In IBM ordinary decimal arithmetic coding standard, the use of decimal floating-point representation. Here negative zero is expressed as an index value is any legal encoding, all coefficients are zero, a sign bit of the number.
~(wikipedia)
In numerical analysis, often seen from the negative territory -0 infinitely close to the value 0, +0 seen from the positive range of 0 to a value approaching infinity, both approximately equal in value, but in the in some operations it may produce different results.
For example divmod, will follow the sign value:
>>> divmod(-0.0,100) (-0.0, 0.0) >>> divmod(+0.0,100) (0.0, 0.0)

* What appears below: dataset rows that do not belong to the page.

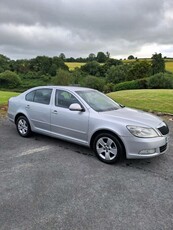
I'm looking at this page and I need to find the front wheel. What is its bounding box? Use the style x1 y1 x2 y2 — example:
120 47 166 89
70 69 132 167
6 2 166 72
93 133 123 164
16 116 31 137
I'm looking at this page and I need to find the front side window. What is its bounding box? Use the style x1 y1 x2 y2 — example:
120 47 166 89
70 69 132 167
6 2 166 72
25 90 36 101
55 90 79 108
25 89 52 105
76 90 120 112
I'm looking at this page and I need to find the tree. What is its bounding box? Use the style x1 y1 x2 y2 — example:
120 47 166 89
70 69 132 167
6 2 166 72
96 52 107 63
0 54 10 73
81 75 105 91
52 69 72 85
81 61 100 76
59 53 65 60
0 70 21 89
128 55 135 60
88 53 96 61
106 51 110 59
151 53 165 75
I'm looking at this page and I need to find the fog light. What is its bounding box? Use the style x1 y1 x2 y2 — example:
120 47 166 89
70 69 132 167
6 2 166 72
139 149 156 155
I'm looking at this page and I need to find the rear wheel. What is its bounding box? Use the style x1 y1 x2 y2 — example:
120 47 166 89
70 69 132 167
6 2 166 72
16 116 31 137
93 133 123 164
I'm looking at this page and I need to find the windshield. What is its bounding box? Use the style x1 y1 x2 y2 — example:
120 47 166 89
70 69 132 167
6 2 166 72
76 90 120 112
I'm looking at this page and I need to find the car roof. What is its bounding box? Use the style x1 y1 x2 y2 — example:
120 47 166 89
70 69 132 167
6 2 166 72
26 85 94 92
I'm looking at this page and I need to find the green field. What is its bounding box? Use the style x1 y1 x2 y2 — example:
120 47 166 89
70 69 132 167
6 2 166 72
65 58 173 73
108 89 173 114
0 91 19 105
65 62 86 70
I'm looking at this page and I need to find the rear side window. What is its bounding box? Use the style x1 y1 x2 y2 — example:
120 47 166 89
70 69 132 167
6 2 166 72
25 90 36 101
25 89 52 105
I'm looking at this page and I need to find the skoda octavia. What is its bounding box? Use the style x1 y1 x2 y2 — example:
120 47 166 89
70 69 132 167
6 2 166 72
8 86 169 164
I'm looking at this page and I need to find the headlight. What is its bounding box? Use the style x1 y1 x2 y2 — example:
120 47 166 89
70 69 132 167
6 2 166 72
127 125 158 138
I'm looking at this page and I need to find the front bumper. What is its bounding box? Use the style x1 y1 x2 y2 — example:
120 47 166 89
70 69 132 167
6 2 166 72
123 135 169 159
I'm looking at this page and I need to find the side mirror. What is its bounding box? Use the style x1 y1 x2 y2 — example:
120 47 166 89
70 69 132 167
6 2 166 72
69 103 83 112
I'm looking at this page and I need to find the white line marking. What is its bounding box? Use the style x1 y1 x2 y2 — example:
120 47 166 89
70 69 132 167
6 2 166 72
17 145 50 157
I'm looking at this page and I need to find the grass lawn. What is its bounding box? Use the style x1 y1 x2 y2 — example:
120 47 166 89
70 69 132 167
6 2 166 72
0 91 19 105
108 89 173 114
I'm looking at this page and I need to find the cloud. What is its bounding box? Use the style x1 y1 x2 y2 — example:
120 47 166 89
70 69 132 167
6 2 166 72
0 0 173 58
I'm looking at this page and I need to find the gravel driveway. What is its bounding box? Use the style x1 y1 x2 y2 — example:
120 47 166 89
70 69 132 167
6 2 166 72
0 118 173 230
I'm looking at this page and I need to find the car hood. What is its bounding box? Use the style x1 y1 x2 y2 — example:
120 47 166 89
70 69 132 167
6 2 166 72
102 107 162 128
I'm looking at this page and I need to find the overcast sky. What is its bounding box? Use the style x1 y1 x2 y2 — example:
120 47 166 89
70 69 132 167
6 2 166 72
0 0 173 59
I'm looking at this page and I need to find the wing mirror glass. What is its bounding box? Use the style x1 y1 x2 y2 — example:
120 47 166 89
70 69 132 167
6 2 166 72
69 103 83 111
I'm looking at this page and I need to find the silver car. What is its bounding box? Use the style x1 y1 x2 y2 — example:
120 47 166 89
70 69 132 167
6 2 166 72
8 86 169 164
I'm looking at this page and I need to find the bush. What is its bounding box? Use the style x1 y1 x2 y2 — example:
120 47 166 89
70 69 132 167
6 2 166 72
0 70 21 89
81 75 105 91
147 73 173 89
52 69 72 85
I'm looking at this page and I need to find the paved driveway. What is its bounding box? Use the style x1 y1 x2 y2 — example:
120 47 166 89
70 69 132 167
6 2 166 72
0 119 173 230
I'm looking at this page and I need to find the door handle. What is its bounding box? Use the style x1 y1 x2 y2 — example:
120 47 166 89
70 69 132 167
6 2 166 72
52 110 58 114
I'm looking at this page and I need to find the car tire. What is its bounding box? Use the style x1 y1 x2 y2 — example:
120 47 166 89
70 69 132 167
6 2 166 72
93 133 123 164
16 116 31 137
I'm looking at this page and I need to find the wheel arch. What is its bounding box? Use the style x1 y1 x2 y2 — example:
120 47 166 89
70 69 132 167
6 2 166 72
90 129 126 157
14 113 28 124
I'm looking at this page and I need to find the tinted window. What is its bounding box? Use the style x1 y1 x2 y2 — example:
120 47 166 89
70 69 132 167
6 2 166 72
55 90 79 108
34 89 52 105
25 90 35 101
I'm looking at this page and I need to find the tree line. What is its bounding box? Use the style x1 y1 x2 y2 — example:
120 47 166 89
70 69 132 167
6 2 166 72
0 52 173 92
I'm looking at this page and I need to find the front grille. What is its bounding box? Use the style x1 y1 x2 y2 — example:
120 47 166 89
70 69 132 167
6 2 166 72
158 123 169 135
160 144 167 153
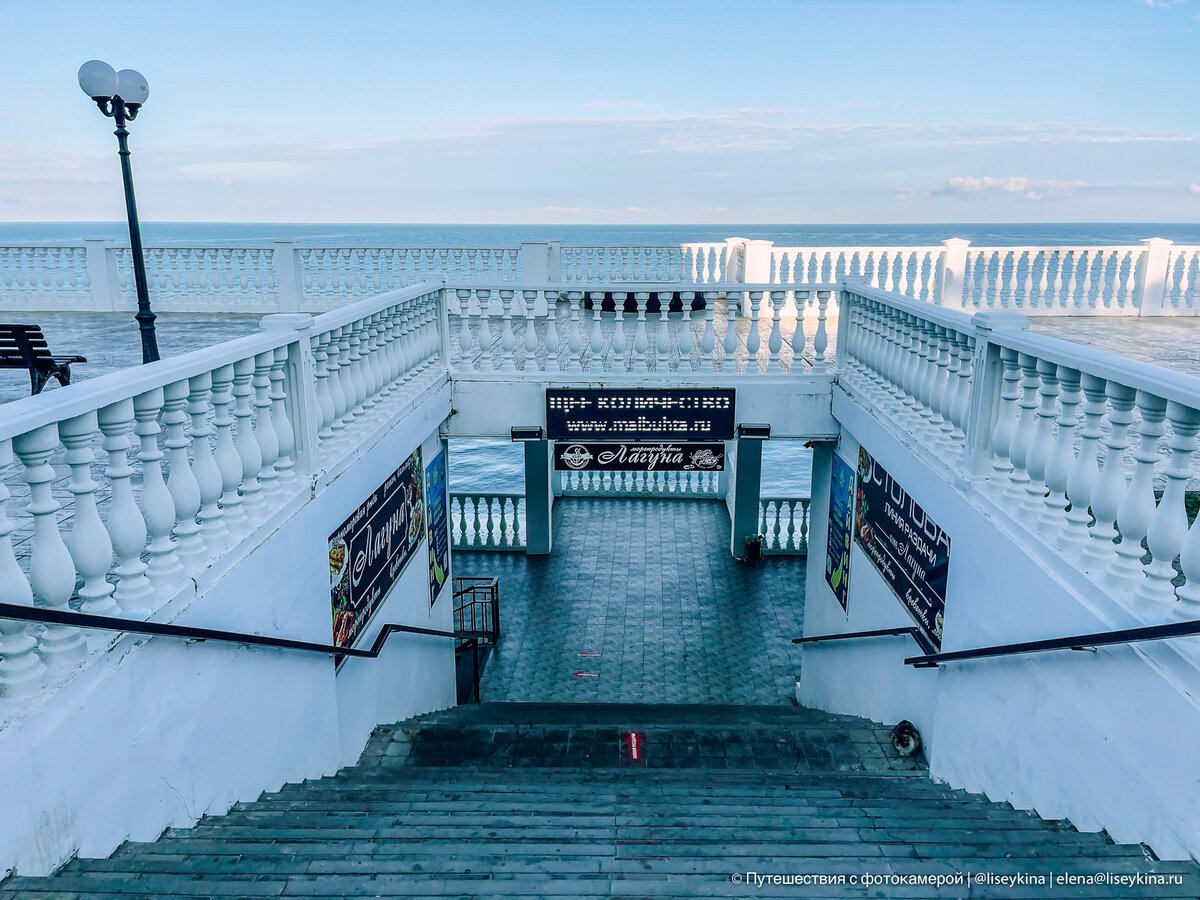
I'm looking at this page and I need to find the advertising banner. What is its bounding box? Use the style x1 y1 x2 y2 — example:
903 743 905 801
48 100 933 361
329 448 425 647
546 388 734 440
554 442 725 472
826 454 854 612
425 448 450 606
854 448 950 650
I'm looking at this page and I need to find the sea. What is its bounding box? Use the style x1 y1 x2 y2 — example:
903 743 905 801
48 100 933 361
0 222 1200 497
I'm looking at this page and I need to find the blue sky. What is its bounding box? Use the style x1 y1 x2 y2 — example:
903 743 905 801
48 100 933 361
0 0 1200 223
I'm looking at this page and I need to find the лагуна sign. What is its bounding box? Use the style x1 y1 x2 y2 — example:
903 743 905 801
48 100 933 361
854 446 950 650
546 388 734 442
826 454 854 612
329 448 425 647
554 442 725 472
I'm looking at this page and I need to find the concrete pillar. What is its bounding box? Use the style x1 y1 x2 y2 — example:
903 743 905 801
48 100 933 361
272 241 304 312
1134 238 1172 316
938 238 971 310
521 241 563 284
83 238 121 312
524 440 554 557
730 438 762 559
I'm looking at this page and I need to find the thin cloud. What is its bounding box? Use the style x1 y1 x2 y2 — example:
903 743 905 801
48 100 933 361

For example atan2, (see description https://en.wikipedia.org/wiki/Atan2 )
atan2(+0, +0)
= +0;
atan2(+0, −0)
+ = [Pi]; (when y is the y-axis positive axis, infinitely close to the value 0; x is the x-axis negative axle, infinitely close to the value 0 => can be seen in the second quadrant x-axis negative axle located at a point => $ \ theta angle of $ \ $ PI)
atan2(−0, +0)
= -0; (it can be seen as a point located in the x-axis positive axle fourth quadrant => $ \ theta angle -0)
atan2(−0, −0)
= - p.
With code validation:
>>> math.atan2(0.0, 0.0) == math.atan2(-0.0, 0.0) True >>> math.atan2(0.0, -0.0) == math.atan2(-0.0, -0.0) False
Therefore, although in the above custom activation function, the function will not be forcibly turned pytorch added to the autograd the computation, the same numerical results; however Observe that there is a program bug -0.0000 tips, still need to be considered rigorous specification defines, as MyReLU.